Five civilians were killed and 13 others wounded in another explosion in downtown Kabul on Tuesday, according to police.
Eight civilians were killed in two explosions in Zabul, the Zabul governor's office said.
Also, 10 civilians were killed in an explosion in Ghazni on Friday.
Meanwhile, according to Afghanistan Independent Human Rights Commission, 30 children were killed in the country in militant attacks in the last four days.
Hashem Nazari was a victim of a recent attack in PD10 of Kabul city on Tuesday. He was student of seventh grade at school. Nazari was on his way to school when an explosion took his life.

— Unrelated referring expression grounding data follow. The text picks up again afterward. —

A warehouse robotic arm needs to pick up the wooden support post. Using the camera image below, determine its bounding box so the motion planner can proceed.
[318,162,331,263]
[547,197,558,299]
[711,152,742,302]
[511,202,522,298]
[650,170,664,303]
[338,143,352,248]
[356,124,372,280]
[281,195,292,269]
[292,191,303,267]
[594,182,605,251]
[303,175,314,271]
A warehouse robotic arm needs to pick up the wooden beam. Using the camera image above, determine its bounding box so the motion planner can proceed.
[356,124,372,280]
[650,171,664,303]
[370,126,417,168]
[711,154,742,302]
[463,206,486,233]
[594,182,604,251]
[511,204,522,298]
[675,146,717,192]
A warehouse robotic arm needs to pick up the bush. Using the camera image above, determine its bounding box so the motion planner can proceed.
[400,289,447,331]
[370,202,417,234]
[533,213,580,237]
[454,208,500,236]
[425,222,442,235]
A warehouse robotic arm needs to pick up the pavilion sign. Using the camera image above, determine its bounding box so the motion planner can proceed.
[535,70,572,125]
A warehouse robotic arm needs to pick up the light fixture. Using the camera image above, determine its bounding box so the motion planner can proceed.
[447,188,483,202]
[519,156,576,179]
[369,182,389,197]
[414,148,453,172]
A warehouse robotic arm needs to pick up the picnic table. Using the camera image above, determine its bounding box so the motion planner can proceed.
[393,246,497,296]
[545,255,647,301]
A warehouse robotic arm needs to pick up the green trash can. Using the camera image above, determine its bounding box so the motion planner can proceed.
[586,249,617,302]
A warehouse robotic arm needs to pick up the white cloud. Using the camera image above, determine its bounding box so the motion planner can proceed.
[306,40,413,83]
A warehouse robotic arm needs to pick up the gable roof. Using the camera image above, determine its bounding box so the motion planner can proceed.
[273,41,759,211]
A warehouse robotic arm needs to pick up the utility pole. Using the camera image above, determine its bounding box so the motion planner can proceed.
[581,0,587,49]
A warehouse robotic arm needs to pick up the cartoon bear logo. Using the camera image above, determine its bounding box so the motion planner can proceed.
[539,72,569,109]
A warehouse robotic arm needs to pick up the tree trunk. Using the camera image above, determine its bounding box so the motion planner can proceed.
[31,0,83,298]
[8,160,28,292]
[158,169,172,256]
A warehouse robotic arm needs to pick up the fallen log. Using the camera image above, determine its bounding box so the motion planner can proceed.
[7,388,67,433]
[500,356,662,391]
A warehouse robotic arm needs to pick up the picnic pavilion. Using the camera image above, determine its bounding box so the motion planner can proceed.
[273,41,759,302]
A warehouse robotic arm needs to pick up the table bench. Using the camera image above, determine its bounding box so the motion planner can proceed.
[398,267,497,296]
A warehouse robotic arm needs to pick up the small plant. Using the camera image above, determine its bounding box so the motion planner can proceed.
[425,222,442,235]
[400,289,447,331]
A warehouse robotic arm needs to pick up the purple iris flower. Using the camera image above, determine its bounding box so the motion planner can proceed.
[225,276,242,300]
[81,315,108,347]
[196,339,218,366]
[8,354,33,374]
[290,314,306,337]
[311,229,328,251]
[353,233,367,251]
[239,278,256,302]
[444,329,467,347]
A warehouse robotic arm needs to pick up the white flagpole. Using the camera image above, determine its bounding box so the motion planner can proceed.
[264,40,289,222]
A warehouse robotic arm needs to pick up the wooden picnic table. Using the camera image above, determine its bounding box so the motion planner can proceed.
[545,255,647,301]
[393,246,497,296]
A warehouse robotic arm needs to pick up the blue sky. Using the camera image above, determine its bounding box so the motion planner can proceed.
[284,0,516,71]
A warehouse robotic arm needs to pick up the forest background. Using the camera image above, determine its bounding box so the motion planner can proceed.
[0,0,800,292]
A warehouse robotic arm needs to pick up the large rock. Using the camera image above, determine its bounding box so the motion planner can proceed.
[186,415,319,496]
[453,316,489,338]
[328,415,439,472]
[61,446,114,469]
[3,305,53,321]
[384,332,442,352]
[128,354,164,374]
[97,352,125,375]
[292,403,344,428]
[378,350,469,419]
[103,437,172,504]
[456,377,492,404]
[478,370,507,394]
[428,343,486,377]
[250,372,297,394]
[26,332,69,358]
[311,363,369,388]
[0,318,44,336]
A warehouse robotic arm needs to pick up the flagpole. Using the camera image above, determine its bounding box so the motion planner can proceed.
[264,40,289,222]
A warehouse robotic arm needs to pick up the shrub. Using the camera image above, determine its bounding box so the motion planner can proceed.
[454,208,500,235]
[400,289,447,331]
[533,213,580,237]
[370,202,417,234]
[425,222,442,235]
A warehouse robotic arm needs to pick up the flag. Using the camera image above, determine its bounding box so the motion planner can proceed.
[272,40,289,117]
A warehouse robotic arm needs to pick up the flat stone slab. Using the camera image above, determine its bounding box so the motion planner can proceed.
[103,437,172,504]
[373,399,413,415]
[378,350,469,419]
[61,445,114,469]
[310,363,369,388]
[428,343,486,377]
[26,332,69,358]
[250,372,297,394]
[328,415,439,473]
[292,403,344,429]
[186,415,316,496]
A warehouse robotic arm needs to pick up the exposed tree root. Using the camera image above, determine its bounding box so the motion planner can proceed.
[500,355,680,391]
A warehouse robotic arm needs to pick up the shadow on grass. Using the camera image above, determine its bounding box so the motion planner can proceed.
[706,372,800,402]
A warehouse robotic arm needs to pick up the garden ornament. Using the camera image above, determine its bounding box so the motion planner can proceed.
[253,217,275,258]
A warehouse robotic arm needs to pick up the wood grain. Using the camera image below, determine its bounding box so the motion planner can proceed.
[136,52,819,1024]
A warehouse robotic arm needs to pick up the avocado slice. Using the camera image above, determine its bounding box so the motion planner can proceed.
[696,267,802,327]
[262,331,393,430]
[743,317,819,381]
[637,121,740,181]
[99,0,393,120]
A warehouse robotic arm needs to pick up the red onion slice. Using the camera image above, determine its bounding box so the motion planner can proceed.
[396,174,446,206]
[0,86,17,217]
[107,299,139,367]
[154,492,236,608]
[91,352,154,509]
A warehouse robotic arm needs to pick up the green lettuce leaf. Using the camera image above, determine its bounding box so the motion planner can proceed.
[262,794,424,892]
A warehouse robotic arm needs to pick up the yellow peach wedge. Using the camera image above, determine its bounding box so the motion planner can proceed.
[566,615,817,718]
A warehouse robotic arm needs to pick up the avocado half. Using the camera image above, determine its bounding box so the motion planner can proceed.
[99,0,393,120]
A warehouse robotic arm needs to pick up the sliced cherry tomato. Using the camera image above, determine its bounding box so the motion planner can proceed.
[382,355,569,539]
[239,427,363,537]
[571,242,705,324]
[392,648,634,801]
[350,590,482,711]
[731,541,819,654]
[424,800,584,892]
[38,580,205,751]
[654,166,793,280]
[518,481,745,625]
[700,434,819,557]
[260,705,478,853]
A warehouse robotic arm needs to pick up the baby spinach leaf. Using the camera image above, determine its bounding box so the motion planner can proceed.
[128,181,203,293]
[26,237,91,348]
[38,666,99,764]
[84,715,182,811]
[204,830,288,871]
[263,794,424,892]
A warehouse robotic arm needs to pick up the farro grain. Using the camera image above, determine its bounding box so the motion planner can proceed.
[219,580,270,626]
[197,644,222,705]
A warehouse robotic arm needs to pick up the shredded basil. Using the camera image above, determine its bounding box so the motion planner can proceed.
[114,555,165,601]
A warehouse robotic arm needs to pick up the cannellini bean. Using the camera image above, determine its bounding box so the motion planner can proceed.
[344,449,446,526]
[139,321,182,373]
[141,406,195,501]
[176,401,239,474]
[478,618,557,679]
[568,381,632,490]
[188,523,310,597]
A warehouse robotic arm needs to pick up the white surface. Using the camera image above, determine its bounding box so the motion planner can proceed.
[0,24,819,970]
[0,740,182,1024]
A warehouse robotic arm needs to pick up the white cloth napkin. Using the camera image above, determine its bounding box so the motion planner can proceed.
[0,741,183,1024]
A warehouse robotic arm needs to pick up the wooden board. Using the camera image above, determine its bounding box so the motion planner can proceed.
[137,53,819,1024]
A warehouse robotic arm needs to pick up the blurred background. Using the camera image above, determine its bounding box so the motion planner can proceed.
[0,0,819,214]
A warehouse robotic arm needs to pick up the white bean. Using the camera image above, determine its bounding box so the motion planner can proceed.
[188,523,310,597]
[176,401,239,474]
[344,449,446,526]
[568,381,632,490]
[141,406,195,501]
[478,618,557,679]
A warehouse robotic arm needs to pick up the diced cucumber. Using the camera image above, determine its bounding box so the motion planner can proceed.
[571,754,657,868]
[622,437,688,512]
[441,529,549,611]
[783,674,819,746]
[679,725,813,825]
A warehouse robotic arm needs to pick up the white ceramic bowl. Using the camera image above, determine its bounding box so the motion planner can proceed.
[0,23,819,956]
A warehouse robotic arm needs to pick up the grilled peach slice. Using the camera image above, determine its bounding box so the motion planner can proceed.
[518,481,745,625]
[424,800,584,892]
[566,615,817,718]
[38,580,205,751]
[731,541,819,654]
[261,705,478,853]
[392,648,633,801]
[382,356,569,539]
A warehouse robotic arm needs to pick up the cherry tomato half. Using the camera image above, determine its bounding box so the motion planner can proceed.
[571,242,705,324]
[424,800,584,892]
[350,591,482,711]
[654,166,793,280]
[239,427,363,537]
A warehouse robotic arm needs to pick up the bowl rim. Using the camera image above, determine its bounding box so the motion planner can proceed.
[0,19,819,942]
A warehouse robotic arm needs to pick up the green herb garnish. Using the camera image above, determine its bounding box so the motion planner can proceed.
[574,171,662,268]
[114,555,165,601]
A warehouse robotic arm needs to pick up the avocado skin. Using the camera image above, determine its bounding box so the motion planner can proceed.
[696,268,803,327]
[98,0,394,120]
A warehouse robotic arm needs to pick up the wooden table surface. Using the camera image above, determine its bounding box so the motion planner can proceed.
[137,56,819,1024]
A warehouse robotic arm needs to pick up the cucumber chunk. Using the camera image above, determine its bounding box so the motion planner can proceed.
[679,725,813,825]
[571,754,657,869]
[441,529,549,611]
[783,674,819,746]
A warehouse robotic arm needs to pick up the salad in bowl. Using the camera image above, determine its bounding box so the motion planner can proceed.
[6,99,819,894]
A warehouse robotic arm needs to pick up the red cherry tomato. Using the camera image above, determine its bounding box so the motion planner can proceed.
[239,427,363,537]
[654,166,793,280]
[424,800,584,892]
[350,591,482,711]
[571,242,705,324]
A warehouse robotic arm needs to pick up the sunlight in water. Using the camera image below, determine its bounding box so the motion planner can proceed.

“He was on his way to school. A suicide attack happened at around 1:30pm. First we thought that he is at school,” said Nazir Nazari, victim’s father.
Ali Akbar is another victim who lost his life at the same explosion in PD10 of Kabul.
Ali Akbar was working at a workshop in Kabul. He was engaged and his family planned to celebrate his wedding party next week.
“He was the elder son of his family. He studied till class 6th. He was busy to feed his family,” said Mohammad Basir Qasimi, victim’s uncle.
“There is a dire need for a ceasefire. They must stop further violation of the rights of the Afghan people,” said Zabihullah Farhang, a spokesman for Afghan Human Rights Commission.
UN Report on Civilian Casualties
The UN mission to Afghanistan (UNAMA) report released on Tuesday said that overall the civilian casualty figure for the first nine months of 2020 dropped by around 30 percent compared to the same period in 2019, but while the number of civilian casualties is lowest in the first nine months of any year since 2012, “the harm done to civilians remains inordinate and shocking.”
UNAMA documented that Anti-Government Elements (AGEs) remain responsible for the majority of civilian casualties (58 per cent). Compared to the same period in 2019, the amount of civilian deaths attributed to AGEs remained at similar levels, although there was a decrease.
The report said that the number of civilians killed attributed to the Taliban increased by six percent in the first nine months of 2020, adding that the overall number of civilian casualties – killed and injured – attributed to the Taliban dropped by 32 percent, mainly due to a reduction in the number of civilians injured by suicide attacks and ground engagements, though this was partially offset by an increased number of civilian casualties from targeted killings and illegal, indiscriminate pressure-plate improvised explosives devices (IEDs).
Attacks causing civilian casualties carried out by undetermined age increased. There were more incidents, especially in relation to the use of IEDs and targeted killings, in which UNAMA could not determine which anti-government group was responsible. This also corresponds with a decrease in the number of incidents for which the Taliban or Daesh claimed responsibility.